File: 061554F - From documents transmitted: 01/03/2008
REVERSE and RENDER; Opinion issued December 19, 2007
Court of Appeals
Fifth District of Texas at Dallas
IN THE INTEREST OF J.R.D., A MINOR CHILD
On Appeal from the 255th Judicial District Court
Dallas County, Texas
Trial Court Cause No. 04-19381-S
Before Justices Morris, Wright, and Moseley
Opinion By Justice Morris
This is an appeal from an order granting Ted and Anita Dettmer access and
visitation with their paternal grandchild, J.R.D. J.R.D.'s mother challenges the trial court's order
contending, among other things, that the trial court erred in not granting her motion for judgment
because the Dettmers presented no evidence to meet their statutory burden of proof under
section 153.433 of the Texas Family Code. We agree the Dettmers failed to meet their statutory
burden. Accordingly, we reverse the trial court's order and render judgment denying the
Dettmers' petition for access. Because all dispositive issues are clearly settled in law, we issue
this memorandum opinion. The facts and procedural history of this appeal are well known to the
parties; therefore, we do not relate them in detail here.
The Dettmers filed their petiton for grandparent access pursuant to section
153.432 of the Texas Family Code. See Tex. Fam. Code Ann. § 153.432 (Vernon Supp.
2007). Section 153.433 sets forth the requirements that must be met before a court may order
grandparent access to a grandchild under section 153.432. See id. § 153.433. The statute
presumes that a parent acts in the best interests of her child and permits a grandparent to obtain
court-ordered access only upon a showing by a preponderance of the evidence that denial of
such access would “significantly impair the child's physical health or emotional well-being.” Id;
see also In re Derzapf, 219 S.W.3d 327, 333 (Tex. 2007).
trial was conducted on the Dettmers' petition before the court without
a jury. At the conclusion of the trial, J.R.D.'s mother moved for a “directed verdict” arguing the
Dettmers failed to meet their statutory burden of proof. A judgment for the defense following
such a motion is proper when (1) a plaintiff fails to present evidence raising a fact issue essential
to the plaintiff's right to recover or (2) if the plaintiff admits or the evidence conclusively
establishes a defense to the plaintiff's cause of action. See Prudential Ins. Co. of America v.
Fin. Review Servs., Inc., 29 S.W.3d 74, 77 (Tex. 2000).
The evidence presented at trial consisted of copies of temporary court orders
granting the Dettmers access to J.R.D. and the testimony of J.R.D.'s mother and Anita Dettmer.
Both witnesses testified the Dettmers were allowed to visit with J.R.D., but J.R.D.'s mother had
not provided access on the dates and times specified in the temporary court orders and she no
longer permitted the Dettmers to have unsupervised visitation with the child.

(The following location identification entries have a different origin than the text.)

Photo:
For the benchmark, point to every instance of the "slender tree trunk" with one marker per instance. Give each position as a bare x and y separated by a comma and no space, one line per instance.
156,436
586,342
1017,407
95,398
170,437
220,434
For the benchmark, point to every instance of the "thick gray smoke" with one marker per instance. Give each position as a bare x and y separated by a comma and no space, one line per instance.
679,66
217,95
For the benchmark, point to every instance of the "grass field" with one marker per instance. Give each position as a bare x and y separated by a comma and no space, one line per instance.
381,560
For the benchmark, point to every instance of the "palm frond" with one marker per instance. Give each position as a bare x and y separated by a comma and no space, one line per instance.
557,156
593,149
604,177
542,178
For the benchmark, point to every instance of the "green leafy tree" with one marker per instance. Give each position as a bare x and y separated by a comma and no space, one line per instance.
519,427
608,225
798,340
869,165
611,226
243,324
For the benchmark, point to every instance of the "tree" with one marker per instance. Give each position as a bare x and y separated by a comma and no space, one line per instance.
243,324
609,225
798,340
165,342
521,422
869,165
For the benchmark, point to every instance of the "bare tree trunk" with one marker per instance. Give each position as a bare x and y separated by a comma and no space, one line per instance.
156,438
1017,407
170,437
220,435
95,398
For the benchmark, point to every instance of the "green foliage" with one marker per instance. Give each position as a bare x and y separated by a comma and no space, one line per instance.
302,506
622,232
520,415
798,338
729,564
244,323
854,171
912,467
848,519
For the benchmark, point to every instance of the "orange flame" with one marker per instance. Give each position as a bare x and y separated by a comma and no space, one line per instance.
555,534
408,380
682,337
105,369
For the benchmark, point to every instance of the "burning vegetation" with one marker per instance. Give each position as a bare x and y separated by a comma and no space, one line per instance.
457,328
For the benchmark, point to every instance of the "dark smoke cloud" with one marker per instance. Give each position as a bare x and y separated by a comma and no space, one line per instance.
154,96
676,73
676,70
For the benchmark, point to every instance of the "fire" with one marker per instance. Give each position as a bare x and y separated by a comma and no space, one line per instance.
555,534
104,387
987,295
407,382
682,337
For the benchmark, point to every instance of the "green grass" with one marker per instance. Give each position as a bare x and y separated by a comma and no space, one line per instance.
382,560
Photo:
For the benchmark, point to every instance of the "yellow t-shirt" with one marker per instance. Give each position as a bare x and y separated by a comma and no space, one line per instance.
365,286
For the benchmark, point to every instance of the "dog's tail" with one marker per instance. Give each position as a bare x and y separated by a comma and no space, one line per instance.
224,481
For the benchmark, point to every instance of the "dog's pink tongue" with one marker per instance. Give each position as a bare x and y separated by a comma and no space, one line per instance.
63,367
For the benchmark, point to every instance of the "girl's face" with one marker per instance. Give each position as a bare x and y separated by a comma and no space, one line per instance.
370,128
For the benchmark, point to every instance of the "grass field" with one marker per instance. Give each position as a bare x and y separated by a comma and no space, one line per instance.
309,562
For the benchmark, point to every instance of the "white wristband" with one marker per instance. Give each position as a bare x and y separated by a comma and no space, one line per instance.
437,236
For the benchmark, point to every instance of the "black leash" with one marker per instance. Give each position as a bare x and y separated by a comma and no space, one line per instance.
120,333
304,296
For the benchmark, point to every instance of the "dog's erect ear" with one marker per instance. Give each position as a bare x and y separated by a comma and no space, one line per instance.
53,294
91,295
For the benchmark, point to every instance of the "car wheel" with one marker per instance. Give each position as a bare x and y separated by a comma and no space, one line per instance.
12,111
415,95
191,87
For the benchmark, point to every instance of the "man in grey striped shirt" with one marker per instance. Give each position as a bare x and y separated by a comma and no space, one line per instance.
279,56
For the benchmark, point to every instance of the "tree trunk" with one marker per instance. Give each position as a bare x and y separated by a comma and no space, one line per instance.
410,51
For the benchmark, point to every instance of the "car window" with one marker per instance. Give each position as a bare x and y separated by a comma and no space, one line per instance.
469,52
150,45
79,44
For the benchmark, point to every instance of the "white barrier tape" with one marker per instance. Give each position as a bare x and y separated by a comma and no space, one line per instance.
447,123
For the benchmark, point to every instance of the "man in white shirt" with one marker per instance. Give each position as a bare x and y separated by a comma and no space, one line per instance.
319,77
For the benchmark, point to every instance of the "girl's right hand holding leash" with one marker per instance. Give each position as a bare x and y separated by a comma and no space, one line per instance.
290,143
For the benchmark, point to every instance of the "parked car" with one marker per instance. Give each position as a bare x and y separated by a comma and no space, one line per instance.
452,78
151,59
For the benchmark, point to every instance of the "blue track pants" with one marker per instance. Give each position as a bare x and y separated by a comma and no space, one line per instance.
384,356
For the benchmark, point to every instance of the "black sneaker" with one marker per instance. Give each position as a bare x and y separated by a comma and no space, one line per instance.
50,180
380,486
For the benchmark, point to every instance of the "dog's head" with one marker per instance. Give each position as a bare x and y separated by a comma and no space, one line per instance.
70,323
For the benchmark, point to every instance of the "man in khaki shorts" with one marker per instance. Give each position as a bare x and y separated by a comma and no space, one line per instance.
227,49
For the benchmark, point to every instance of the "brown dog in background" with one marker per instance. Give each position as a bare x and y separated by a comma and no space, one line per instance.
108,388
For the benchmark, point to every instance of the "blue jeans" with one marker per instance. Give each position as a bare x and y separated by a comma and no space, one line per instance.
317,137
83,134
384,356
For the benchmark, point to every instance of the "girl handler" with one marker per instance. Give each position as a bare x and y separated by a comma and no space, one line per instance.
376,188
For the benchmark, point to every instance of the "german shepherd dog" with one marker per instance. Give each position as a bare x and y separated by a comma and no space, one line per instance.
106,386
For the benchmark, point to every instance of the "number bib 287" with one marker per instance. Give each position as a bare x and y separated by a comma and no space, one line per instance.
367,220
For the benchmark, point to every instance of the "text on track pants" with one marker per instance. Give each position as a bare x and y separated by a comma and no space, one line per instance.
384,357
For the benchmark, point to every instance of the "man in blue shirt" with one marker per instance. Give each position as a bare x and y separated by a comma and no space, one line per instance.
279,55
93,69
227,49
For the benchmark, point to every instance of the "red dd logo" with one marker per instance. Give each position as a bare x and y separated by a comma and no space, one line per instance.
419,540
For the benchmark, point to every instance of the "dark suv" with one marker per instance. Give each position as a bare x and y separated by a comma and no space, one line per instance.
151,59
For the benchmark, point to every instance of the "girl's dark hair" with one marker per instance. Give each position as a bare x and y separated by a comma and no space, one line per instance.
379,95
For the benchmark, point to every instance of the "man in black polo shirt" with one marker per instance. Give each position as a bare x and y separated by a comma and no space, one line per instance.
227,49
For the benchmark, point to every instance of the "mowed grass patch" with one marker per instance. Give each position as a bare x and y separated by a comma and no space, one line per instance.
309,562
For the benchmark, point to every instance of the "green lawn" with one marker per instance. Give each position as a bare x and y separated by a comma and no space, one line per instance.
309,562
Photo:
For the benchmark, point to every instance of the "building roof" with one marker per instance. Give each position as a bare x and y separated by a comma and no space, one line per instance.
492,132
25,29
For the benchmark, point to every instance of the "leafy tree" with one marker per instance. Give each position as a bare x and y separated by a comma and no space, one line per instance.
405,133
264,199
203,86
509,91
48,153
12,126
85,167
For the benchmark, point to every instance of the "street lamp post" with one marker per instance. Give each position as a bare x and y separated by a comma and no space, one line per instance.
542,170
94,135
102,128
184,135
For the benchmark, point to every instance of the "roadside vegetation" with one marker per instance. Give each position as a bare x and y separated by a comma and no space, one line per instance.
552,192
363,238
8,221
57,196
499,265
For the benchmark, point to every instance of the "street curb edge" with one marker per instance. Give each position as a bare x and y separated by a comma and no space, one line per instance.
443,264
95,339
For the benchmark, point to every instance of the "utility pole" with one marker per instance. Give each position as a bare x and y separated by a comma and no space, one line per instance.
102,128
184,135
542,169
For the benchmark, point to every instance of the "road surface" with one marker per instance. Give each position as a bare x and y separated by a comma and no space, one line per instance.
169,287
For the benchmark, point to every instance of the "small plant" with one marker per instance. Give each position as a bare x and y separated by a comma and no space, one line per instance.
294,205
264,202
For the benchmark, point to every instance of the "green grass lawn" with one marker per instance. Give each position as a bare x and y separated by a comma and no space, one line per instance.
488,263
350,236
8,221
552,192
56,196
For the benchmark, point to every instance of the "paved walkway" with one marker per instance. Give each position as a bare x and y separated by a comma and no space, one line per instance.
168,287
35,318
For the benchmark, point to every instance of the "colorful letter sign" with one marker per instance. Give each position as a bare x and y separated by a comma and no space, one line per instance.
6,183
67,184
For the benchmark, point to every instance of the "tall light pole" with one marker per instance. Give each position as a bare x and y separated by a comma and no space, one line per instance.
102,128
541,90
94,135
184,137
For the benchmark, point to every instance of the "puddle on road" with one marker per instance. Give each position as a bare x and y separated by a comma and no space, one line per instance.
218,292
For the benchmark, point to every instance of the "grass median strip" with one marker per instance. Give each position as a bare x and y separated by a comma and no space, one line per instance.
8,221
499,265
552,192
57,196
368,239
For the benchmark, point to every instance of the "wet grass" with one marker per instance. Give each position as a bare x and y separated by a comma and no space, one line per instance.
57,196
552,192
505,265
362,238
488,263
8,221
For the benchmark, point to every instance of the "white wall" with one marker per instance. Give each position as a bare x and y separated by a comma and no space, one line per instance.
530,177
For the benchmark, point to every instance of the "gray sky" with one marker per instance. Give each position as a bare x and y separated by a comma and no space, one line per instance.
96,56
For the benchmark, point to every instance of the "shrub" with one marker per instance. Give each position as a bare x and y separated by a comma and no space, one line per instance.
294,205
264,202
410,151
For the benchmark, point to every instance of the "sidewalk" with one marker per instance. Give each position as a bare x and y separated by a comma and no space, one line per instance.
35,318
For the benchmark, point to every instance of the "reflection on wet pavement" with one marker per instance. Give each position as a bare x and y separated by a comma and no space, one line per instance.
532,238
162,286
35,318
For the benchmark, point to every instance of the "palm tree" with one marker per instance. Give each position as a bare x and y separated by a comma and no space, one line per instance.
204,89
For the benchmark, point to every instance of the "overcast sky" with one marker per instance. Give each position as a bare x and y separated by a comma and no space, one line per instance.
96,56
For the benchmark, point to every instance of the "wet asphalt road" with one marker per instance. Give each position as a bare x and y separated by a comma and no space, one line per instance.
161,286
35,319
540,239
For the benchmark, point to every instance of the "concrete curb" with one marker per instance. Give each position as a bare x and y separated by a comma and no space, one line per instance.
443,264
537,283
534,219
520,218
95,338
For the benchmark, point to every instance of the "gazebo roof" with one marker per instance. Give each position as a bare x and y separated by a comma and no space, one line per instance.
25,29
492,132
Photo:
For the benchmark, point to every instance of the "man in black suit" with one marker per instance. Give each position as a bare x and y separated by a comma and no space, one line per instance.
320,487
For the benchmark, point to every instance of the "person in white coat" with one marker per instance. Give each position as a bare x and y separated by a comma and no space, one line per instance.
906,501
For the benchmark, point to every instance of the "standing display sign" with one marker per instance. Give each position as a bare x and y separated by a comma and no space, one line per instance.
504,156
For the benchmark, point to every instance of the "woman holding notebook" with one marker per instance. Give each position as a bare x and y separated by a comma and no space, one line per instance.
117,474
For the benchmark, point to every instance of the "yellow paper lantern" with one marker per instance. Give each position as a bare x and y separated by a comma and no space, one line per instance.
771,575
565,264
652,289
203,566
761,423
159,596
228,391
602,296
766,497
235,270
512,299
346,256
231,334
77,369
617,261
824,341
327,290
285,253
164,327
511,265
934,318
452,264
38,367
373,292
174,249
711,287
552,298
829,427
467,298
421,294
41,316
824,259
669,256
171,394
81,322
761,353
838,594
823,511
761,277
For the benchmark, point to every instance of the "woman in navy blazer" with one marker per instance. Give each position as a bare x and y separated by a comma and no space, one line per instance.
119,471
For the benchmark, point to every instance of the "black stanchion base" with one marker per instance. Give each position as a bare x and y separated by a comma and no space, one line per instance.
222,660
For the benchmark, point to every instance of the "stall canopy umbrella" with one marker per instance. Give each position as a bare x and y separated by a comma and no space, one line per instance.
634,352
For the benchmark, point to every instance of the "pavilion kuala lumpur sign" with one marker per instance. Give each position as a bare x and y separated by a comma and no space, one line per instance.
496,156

Anita Dettmer
stated she felt J.R.D. needed to know his grandparents and she felt it was important for her to
have a relationship with J.R.D because it was “all [she] had left” of her son, J.R.D.'s father,
who had recently died. Although J.R.D.'s mother agreed in her testimony that it was important to
her child's growth and emotional health to have a relationship with his grandparents, there is no
evidence in the record that denial of access would significantly impair J.R.D.'s physical health
or emotional well-being. See Derzapf, 219 S.W.3d at 333.
Absent any evidence that denial of access would significantly impair J.R.D.'s
physical health or emotional well-being, the trial court erred in denying the motion for judgment
filed by J.R.D.'s mother. We resolve this issue in favor of J.R.D.'s mother. Because of our
resolution of this issue, it is unnecessary for us to address any of the remaining issues presented.
We reverse the trial court's order granting the Dettmers access to J.R.D. We
render judgment denying the Dettmers' petition for access.